Warren was captain of the under 18s for two years, but says the time was right for him to leave in July 2019.
“It was hard to deal with because United’s all I knew for my whole life but it was the right time for me to leave and experience the real world, because United’s a big bubble, everything’s done for you,” he said.
“You’ve got to move on at some point and play men’s football.”
After leaving United, Warren joined Salford with former United youth coach Warren Joyce.
“He was a good manager, he did well for me and believed in me,” Warren said.
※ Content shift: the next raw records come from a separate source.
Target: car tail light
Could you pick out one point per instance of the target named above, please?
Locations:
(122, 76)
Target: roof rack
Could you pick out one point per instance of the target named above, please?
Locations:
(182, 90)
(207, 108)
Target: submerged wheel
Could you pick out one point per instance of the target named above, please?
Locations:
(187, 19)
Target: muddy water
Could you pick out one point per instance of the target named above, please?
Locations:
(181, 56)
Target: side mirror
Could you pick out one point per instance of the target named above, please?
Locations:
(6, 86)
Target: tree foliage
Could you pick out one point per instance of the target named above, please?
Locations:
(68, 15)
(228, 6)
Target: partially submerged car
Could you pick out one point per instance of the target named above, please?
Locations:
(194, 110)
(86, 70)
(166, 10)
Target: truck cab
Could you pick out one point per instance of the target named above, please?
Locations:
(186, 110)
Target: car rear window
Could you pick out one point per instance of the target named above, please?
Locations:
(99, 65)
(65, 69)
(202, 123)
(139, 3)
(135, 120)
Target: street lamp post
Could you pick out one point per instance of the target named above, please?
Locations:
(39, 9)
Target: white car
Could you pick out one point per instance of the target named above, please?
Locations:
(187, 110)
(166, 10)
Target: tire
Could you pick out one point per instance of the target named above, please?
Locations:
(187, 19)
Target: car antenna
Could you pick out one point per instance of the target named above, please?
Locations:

“It didn’t quite work out for me there so I went out on loan to Radcliffe, got good first-team football under my belt with Jon Macken and Frank Sinclair, two experienced people that played in the Premier League.
“Then I moved onto Boston, stepping up in leagues, and then Covid happened.”
Warren’s last game before joining Halifax was in January for Boston.
“It was weird, training, then being told you can’t go to training because the league’s not letting you train, so I’m just at home, keeping fit,” he said.
“You just didn’t know what you were going to do but you just tried to keep fit because you didn’t know what was round the corner.”
And that sense of uncertainty carried on into the summer.
“I already knew Milly, so he’d said to maybe come in over the summer and see what happened, so I did and it was a great decision for me.”
Warren said there a few other National League teams in for him, but said the vision of the club and the strong team spirit in the dressing room swayed him towards Halifax.
And he believes he is proving game-by-game that he is good enough to play in the National League.
“When I was at Radcliffe I was getting player of the month and man of the matches, so you know you’re better than that level,” he said.
“So then it’s about challenging yourself at Conference North, which I did. I didn’t play in as many games as I might have because of Covid.
“Now the gaffer’s given me a chance here and I think I’m proving myself that I can do it.”
Warren praised the coaching of Town boss Pete Wild and assistant manager Chris Millington, who he is enjoying working under.
“They’re great, really detailed work for me, and everyone else, to improve as a player, positional work,” he said.
“As you go on as a player in a first-team football environment, you kind of do that yourself, but they make sure everything’s right before a game, you know your job, so that come a game day, there’s no complaining about what’s happened, everyone knows their role.
“It proved it on Saturday, everyone knew their role and we outworked them, outfought them and we won.”
Warren is happy with his role at right-back, where he has impressed since replacing Benn.
“I feel like I’m comfortable in both but in this team I feel like I’m better at right-back because you’ve got good centre-backs like Naz (Niall Maher), Bradbury and Debrah, good players, and they’re taller and stronger than me in the air,” he said.
“For me, I think being right-back and getting up and down, that’s the one for me.”
And Warren is optimistic about what the season holds for Town.
“With this bunch of lads, we can achieve anything, but we just take it game-by-game,” he said.
“We know we’re a good team but there are other good teams in the league.
“I don’t think any team has the spirit we have.”